Another part of the annual process is using irrigation. Recyclable poly pipes are laid along the end of the field hips. Holes are punched at each hip so gravity powered water travels where needed. Last year, the fields required 150 quarter mile long rolls with the used roles returned at the end of the growing season to the manufacturer for recycling.
Cotton is fertilized again in June and harvested at the end of September or early October, with four cotton pickers each harvesting 80 to 100 acres a day. As part managing the bottom line, the Tripps also custom pick cotton for those producers who do not own a picker.
Harvested cotton is placed in big, round modular bales weighing 5,000 pounds. Those bales are then brought to the gin modulator feeder which moves the cotton through the gin. The cotton is first separated from debris and then cleaned and delivered to gin stands that separate the lint from the seed and hulls. The lint continues to the press where it is compacted into little bales about the size of a hay bale but weighing an impressive 480 pounds. The bales are then sold and sent to a warehouse in Memphis, which subsequently sells them overseas.

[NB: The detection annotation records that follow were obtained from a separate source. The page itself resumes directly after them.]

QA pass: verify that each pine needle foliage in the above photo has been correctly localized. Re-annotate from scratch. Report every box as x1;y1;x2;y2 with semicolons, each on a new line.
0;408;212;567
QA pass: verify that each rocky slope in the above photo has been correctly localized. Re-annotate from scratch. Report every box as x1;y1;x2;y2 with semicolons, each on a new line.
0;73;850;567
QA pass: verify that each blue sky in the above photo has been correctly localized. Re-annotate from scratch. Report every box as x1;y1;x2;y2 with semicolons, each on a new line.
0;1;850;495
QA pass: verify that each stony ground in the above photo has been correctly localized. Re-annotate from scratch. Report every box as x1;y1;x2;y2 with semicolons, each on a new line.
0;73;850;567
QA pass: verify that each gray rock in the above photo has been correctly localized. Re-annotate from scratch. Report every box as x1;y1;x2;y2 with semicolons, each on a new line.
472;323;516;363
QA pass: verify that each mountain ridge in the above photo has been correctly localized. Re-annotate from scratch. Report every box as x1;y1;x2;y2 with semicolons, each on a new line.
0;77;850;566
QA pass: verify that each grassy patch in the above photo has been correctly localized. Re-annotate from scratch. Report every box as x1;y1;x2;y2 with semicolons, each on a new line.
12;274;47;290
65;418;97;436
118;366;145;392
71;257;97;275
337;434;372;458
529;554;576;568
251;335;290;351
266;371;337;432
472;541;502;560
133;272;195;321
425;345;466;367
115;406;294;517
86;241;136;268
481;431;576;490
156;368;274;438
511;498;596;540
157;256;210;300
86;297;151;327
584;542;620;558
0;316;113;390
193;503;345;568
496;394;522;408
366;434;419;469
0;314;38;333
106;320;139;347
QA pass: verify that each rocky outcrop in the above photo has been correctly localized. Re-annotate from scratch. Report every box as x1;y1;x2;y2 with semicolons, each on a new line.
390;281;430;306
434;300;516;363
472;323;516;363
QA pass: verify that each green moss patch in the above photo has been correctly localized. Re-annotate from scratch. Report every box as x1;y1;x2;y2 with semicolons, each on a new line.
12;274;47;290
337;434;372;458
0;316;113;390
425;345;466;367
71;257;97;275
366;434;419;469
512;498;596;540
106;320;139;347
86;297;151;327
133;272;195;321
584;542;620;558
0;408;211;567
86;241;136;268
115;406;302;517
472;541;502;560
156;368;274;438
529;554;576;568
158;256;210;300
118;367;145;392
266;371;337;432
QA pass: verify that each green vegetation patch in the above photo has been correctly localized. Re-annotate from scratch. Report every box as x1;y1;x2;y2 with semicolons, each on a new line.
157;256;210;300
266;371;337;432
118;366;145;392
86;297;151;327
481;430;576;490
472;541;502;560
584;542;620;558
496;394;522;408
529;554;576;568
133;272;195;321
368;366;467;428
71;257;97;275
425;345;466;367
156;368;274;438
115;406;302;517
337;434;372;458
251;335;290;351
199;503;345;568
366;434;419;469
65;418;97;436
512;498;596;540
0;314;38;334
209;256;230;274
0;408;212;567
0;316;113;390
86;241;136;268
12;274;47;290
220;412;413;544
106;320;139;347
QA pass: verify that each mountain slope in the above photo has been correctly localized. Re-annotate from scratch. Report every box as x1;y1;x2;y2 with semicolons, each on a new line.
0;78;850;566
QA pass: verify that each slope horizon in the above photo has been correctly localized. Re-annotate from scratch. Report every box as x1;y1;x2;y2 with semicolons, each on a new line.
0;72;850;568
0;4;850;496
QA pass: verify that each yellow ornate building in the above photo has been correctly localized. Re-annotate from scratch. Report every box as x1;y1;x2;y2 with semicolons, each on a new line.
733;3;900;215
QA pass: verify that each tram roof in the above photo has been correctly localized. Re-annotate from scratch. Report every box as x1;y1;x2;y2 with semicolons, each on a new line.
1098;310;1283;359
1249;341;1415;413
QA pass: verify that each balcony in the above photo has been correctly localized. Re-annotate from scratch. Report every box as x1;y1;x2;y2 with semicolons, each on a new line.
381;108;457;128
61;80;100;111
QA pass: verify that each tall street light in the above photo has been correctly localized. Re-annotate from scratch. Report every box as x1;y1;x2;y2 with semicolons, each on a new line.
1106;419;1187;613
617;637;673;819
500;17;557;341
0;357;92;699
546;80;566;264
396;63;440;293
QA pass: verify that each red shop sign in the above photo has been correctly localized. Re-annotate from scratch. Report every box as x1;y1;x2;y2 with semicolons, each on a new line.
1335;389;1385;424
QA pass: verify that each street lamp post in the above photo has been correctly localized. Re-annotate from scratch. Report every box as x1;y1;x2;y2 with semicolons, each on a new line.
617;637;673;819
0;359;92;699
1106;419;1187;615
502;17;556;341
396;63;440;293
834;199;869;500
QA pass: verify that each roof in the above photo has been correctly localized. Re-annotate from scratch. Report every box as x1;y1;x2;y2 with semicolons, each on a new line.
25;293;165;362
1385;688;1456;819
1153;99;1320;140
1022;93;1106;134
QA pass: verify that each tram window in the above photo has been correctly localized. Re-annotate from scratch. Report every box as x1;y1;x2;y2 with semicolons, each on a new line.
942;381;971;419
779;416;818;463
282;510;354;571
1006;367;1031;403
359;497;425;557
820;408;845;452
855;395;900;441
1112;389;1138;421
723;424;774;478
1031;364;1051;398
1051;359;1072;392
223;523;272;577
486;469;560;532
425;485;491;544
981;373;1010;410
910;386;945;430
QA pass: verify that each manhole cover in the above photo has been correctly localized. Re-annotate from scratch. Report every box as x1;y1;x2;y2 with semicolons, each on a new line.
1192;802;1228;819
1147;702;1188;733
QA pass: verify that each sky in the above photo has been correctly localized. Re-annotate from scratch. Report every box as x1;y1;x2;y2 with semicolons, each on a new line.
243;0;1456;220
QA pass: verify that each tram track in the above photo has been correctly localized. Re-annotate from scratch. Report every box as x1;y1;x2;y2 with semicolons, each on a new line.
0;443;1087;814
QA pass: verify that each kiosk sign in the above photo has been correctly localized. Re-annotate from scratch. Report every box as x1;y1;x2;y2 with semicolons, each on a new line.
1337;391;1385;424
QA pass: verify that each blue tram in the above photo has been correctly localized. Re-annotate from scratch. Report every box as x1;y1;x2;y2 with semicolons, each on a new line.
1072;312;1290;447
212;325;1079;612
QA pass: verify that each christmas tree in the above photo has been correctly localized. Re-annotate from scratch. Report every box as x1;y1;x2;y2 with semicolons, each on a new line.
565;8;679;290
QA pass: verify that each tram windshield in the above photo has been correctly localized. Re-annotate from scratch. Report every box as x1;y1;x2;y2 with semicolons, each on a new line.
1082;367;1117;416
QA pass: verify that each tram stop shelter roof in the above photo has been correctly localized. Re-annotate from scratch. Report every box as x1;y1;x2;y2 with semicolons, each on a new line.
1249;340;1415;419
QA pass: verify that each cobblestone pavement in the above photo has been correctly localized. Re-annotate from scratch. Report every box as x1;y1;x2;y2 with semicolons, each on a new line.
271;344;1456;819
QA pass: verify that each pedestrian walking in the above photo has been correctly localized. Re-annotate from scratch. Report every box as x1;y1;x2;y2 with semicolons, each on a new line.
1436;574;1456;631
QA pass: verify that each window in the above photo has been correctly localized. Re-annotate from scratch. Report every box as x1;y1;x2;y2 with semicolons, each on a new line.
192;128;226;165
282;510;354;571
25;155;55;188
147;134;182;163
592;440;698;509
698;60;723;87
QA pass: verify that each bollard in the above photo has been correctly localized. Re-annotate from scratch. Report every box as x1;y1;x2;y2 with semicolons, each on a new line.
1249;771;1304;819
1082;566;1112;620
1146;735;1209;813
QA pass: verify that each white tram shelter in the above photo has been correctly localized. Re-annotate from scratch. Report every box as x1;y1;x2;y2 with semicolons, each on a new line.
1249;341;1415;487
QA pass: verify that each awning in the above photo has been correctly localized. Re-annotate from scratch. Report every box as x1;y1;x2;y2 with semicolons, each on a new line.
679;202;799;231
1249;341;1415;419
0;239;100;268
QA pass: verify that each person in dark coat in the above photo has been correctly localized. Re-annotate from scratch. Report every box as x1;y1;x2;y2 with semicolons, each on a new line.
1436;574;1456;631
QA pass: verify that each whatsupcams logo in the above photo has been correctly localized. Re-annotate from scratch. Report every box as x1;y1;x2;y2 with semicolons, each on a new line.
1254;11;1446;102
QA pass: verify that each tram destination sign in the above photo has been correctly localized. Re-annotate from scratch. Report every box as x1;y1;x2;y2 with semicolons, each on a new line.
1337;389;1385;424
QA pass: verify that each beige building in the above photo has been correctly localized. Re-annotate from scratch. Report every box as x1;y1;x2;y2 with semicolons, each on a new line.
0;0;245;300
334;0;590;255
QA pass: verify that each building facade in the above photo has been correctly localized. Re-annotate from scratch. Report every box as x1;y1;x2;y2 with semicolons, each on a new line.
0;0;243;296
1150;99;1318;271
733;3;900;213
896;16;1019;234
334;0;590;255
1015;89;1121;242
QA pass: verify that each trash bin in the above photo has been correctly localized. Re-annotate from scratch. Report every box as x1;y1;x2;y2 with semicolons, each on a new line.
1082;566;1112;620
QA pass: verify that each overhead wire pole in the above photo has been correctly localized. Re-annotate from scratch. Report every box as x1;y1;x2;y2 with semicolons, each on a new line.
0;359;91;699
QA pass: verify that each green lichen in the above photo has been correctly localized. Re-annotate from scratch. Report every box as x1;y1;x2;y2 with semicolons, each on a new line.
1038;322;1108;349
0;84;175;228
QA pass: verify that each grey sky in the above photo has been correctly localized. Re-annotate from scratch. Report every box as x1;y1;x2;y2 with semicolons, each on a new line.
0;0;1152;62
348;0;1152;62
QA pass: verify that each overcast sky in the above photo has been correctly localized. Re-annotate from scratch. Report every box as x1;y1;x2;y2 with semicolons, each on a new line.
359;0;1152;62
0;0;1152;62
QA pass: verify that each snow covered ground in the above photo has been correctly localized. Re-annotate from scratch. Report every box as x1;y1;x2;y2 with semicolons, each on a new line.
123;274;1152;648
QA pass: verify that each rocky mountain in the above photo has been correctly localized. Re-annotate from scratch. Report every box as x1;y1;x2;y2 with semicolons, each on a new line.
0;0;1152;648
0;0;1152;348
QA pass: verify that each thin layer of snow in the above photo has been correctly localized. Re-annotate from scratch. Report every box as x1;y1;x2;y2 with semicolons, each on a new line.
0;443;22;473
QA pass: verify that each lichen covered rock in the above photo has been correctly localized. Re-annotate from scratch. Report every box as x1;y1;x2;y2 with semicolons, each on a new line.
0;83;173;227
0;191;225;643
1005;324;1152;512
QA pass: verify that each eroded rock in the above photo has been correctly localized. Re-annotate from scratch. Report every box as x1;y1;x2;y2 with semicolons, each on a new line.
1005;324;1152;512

Billy and Kim’s son Tate is a very important member of the family team. Last year he was in charge of the cotton pickers and will be again this year. He oversees the process as well as maintaining and repairing the equipment which has computerized systems. Tate was hooked into his love of machinery when he was allowed to drive a small tractor when only 4. He was put in a hay field and was so small Billy and Kim couldn’t see him though they could see his joy as he drove around and around the field.